Before growers got serious about cannabis cultivation and its business opportunities, most strains would have moderate levels of THC – concentrations that would give you a pleasant psychoactive experience without leaving you with side effects like anxiety.
That’s all changed nowadays in the recreational scene, with strains especially bred to contain as much THC as possible. Concentrated products – dabs, waxes, shatters, crystals – with elevated THC levels have also made their way onto the market.
For seasoned cannabis users hoping to take their highs to new extremes, the ever-increasing amounts of THC have been welcomed with open arms – and, used with sensibility in the right environments, they can indeed be plenty of fun. However, sky high THC levels can also induce anxiety, paranoia, hallucinations and even memory loss.
Thankfully for recreational fans, CBD, a non-psychoactive, antipsychotic cannabinoid, is an excellent antidote to THC-induced side effects, and its emergence in the medical industry means it too is available in hefty concentrations.
Mice study highlights interactions between CBD and THC
According to a study conducted on mice by researchers at Indiana University, CBD can have a protective effective against THC. The scientists took three groups of mice, administered them with either CBD, THC or a combination of both, and studied their reactions over a three-week period.
The group on just THC experienced increased anxiety and memory difficulties, while the group with even doses of CBD and THC experienced neither. Mice on just THC experienced long-term issues with anxiety and memory impairment, as well as heightened levels of obsessive-compulsive behavior.
This led Dr Ken Mackie, a professor at Indiana University’s Department of Psychological and Brain Sciences to suggest that marijuana strains with roughly the same amounts of CBD and THC posed less of a long-term health risk than high-THC strains thanks to the protective qualities of the CBD.

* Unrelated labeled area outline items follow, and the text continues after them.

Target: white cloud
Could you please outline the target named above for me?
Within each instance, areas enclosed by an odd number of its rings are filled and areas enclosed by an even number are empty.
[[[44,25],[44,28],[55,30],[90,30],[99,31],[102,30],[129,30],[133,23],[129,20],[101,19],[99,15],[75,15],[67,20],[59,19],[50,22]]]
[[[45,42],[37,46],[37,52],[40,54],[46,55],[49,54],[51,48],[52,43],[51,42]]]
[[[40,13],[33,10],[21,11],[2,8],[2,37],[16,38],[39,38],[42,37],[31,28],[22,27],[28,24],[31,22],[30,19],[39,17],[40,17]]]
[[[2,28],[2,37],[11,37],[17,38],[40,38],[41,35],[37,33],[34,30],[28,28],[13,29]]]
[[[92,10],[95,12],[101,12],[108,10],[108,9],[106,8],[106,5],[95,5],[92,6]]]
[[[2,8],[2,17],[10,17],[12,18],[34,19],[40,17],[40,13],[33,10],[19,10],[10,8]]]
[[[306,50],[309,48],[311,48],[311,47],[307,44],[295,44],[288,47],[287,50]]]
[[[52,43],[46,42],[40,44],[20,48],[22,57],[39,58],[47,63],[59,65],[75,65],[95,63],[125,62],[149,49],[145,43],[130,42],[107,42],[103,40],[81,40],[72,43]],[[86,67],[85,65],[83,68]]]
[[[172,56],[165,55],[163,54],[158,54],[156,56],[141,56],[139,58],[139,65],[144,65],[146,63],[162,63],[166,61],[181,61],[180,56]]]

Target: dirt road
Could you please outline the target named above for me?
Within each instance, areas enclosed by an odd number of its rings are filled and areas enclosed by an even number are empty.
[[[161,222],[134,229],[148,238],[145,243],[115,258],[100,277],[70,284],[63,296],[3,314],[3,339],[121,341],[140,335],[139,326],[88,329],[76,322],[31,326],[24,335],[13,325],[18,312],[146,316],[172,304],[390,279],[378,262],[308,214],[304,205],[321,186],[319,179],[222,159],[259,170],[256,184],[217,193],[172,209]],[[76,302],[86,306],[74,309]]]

CBD and THC: the best of both worlds
It’s fairly well-known that cannabis has gotten much stronger over the decades, but the new focus on CBD may help to improve the herb’s public image. The evidence that CBD has a number of therapeutic uses, particularly in areas where traditional treatment can be hard to come by, is encouraging. Medical cannabis users are now looking for products with a combination of CBD and THC, while some have chosen to cut out THC altogether.
The entourage effect (the idea that when combined, THC, CBD and marijuana’s other compounds work synergistically to enhance the overall effects) is not the only reason to mix the two. The anti-psychotic, anti-anxiety and general calming effects of CBD are the perfect solution for somebody that feels anxious or paranoid from too much THC.
CBD is an ideal anxiety treatment, as it is both non-intoxicating and non-psychoactive. The substance doesn’t affect cognitive functions either, so can be taken during the working day without concern.
The memory-protecting properties of CBD could also be vital, for those who consume plenty of THC more than most. There is evidence that THC has a negative impact on short-term memory, and that sustained use of the substance can inhibit long-term memory too. However, CBD quietly – but effectively – rebuts these side effects.
The National Institute of Health notes that’s CBD interactions with the CB1 receptor are likely to be responsible for negating THC-caused memory impairment.
There’s no reason for marijuana users to stop, or even necessarily cut down their intake, however some savviness on which strains to use is recommended. If you are using mostly high-THC “skunk” strains of cannabis, then perhaps consider bringing a concentrated CBD product into the mix or switching to a strain that offers a more even ratio of CBD to THC.